Now why did I mention all of this stuff about large language models is they're chained on generalist data. So now the question is, how do I get it to understand better my refined thing? Let's say I'm doing healthcare work and I'm looking at a specialised disease just using ChatGPT, etcetera. It's going to give me everything about medicine, but it's not going to have specialised knowledge. And sometimes you want it to
train on smaller data. So there's two ways Zach brought it up about this is that some companies, their large language models, you essentially have to ping the server of that model and that's how it works. Other ones, you can actually download their neural model, bring it into your closed kind of space, give it data that's only to you in your closed firewalled environment, and essentially take the basis of the algorithm existing and train it with more specialised data.
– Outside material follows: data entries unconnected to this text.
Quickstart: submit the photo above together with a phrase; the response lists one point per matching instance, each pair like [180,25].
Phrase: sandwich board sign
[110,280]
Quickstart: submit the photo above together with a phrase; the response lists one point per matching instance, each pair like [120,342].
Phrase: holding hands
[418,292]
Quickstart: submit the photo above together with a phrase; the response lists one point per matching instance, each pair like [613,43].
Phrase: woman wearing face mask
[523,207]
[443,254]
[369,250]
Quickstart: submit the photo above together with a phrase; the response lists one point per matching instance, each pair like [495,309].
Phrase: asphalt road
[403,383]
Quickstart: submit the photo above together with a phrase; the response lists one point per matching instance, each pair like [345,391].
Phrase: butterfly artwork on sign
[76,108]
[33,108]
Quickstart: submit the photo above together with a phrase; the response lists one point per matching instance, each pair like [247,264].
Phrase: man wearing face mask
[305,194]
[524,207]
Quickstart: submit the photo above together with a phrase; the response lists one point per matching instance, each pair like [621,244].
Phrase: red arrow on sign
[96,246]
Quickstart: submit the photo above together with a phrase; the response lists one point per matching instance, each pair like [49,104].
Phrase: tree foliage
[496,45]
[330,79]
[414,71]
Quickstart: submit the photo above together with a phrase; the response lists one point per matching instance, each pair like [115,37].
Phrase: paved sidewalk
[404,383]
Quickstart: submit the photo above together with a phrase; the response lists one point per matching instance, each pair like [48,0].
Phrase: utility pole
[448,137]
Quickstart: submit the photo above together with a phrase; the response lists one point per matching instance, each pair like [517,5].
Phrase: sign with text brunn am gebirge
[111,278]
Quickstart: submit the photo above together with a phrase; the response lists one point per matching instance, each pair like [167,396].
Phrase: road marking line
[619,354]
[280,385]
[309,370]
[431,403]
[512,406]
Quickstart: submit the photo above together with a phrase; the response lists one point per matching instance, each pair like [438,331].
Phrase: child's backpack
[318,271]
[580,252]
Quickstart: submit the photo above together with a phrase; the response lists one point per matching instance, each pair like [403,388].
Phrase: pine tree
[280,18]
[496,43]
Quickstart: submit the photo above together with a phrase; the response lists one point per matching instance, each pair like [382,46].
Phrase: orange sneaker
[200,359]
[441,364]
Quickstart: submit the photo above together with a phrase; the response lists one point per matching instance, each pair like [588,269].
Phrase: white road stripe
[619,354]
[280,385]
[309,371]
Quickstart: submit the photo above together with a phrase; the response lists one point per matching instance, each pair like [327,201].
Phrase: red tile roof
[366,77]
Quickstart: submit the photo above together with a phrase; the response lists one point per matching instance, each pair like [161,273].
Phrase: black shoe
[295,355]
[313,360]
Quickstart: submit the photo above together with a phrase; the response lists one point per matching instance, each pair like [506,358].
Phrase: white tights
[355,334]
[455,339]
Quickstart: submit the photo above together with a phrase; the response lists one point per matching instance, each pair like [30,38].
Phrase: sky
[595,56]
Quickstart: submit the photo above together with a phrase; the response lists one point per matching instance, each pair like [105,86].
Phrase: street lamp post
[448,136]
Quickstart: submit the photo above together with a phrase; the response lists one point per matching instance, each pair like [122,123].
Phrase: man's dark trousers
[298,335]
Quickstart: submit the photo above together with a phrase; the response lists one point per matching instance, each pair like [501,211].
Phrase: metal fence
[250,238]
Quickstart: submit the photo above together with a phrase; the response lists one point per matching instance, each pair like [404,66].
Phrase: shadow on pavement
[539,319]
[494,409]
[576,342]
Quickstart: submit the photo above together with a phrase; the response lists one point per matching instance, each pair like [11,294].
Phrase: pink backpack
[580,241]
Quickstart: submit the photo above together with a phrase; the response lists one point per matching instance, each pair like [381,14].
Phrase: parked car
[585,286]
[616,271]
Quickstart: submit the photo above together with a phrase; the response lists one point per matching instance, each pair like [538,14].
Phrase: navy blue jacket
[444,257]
So now if you're taking the next step and say, well, I get a sense of how I want to do this Gantt chart. I get a sense of how I want to do the race, like general things that just are pain points that are mundane. And then I take the next step and say, hey, I want actually more targeted knowledge for which we have the secret sauce. You can train that model uniquely to your data. And so that's called transfer learning essentially.
That would be the next step. Now I can get the really specialised know how to develop it. That's just for me. Now the point Zach made. And I think there's concern that, Oh my gosh, if I use this, the human will be displaced, etcetera, because AI can hallucinate. You really need to have expert knowledge of what is sensible and what doesn't make sense.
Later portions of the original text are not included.